A tool for analyzing Python code
Project description
biston
A structural clone detector for Python code. Written in Rust.
It parses Python files with tree-sitter, normalizes the AST, and finds functions that are structurally similar to each other.
Install
uv add biston
Or build from source:
cargo build --release
Usage
biston <COMMAND>
Commands
biston scan
Scan a directory for code clones.
Usage: biston scan [OPTIONS] [PATH]
Arguments:
[PATH] Directory to scan [default: .]
Options:
--format <FORMAT> Output format [possible values: text, json, sarif]
--min-lines <MIN_LINES> Minimum function length in lines
--threshold <THRESHOLD> Similarity threshold (0.0 - 1.0)
--config <CONFIG> Config file directory (looks for biston.toml or pyproject.toml)
--tests-only Restrict the scan to Python test files (overrides include/exclude)
--suggest Generate abstraction suggestions for similar pairs
--files <FILE> Only emit pairs involving this file (repeat for multiple)
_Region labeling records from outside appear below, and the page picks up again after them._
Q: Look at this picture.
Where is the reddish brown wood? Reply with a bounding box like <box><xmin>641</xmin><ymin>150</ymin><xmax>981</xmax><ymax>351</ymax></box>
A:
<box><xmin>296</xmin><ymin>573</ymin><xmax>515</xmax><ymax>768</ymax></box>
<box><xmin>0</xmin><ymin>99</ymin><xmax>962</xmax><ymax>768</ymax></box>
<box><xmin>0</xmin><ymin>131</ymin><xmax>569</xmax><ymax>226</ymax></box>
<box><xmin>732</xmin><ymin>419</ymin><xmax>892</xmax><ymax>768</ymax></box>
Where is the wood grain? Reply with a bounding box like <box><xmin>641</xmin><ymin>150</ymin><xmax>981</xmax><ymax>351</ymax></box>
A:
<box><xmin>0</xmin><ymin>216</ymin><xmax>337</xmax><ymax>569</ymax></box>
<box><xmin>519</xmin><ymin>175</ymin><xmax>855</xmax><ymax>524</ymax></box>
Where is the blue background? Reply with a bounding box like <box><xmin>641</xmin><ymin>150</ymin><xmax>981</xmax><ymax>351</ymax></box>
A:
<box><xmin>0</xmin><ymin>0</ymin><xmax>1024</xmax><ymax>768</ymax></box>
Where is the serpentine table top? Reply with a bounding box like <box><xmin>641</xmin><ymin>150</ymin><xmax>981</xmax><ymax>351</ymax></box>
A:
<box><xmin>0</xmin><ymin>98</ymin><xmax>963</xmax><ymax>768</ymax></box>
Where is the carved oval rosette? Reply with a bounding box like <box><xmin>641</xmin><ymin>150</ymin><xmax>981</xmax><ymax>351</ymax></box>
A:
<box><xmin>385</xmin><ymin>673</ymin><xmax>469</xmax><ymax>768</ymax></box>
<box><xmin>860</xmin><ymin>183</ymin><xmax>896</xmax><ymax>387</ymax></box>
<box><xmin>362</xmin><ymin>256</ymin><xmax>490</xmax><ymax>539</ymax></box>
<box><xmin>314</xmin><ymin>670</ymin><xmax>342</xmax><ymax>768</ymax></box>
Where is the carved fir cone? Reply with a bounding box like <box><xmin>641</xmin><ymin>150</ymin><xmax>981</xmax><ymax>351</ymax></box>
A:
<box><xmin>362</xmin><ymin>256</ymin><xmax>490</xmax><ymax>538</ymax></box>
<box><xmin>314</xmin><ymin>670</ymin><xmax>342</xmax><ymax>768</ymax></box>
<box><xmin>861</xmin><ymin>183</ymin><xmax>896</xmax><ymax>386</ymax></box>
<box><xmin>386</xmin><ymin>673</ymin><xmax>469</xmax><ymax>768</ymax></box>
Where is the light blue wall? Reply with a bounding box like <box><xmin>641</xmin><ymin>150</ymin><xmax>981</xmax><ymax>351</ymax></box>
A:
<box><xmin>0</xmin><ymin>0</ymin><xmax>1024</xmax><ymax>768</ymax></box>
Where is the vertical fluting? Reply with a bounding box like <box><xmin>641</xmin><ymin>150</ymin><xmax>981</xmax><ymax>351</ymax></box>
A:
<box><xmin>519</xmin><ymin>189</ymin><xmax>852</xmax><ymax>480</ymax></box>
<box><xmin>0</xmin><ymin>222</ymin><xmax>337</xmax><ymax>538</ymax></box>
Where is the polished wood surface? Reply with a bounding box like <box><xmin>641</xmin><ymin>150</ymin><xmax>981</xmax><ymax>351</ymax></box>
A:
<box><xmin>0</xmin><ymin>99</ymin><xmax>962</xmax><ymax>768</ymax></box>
--files-from <PATH> Read focus file list from PATH, or `-` for stdin
-h, --help Print help
biston stats
Show statistics about scan findings.
Usage: biston stats [OPTIONS] [PATH]
Arguments:
[PATH] Directory to scan [default: .]
Options:
--format <FORMAT> Output format [possible values: text, json, sarif]
--min-lines <MIN_LINES> Minimum function length in lines
--threshold <THRESHOLD> Similarity threshold (0.0 - 1.0)
--config <CONFIG> Config file directory (looks for biston.toml or pyproject.toml)
--tests-only Restrict the scan to Python test files (overrides include/exclude)
--files <FILE> Only emit pairs involving this file (repeat for multiple)
--files-from <PATH> Read focus file list from PATH, or `-` for stdin
-h, --help Print help
Scanning tests only
Test suites often accumulate duplication (near-identical cases that could be @pytest.mark.parametrize, copy-pasted arrange/act/assert blocks). By default biston excludes test files so production-code findings stay focused. Pass --tests-only to flip the scope and scan only test files:
biston scan --tests-only
biston stats --tests-only
The flag replaces include with common Python test patterns (**/test_*.py, **/*_test.py, **/conftest.py, tests/**/*.py) and clears exclude. Other knobs (min_lines, threshold, normalization) are left untouched — tune them separately in biston.toml if you want different defaults for a test run.
Commit-hook use (focus files)
--files / --files-from let you restrict reporting to pairs involving a
specific set of files, while still scanning the whole repo so cross-file
clones between those files and the rest of the tree are detected.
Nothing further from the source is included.